The night before I had collected someone from a station where there was a bar nearby, heaving with people; loud laughter and chatter. It unsettled me. Then as I walked past, there was the cliché man urinating against a wall; “sorry mate you caught me at a bad time”. I hated that sort of thing before but now my anxiety rockets. Everything is magnified in its effect. Right now I feel nervous and anxious when I hear loud conversations and laughter at bars, instead of greeting it with the joy many have.
Have people always been this annoying? Probably. But it is probably much more about me and my re-socialisation. Spending a year of your life being insular must have an impact on the psyche. Being comfortable when ‘out and about’ is going to take time.
In terms of mentoring there is a lesson here too. Networking is vital in media and the events that were once bustling with eager to learn graduates and pleased-with-themselves journalists will soon start again and getting back into that mix is going to be hard for some of us. If you feel like I do, perhaps take some gentle steps back into that world. Think about that reintegration and how to manage it. Too much time has been lost for graduates and students already and getting into those circles again is key.
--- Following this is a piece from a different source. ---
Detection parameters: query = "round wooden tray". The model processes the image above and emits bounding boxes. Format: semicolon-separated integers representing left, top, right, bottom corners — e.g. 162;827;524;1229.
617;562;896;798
I hope that those that have moved seamlessly back into the world (or those that have not really changed their activities much in the last year – for there are some) allow us a bit of room. Physically and emotionally. While human interaction should be natural, much of it right now feels the opposite. It will take a bit of adjusting. Getting back into this ‘normal’ life is not going to be easy and to be honest, some of it I am quite happy to wait for. Maybe for some time.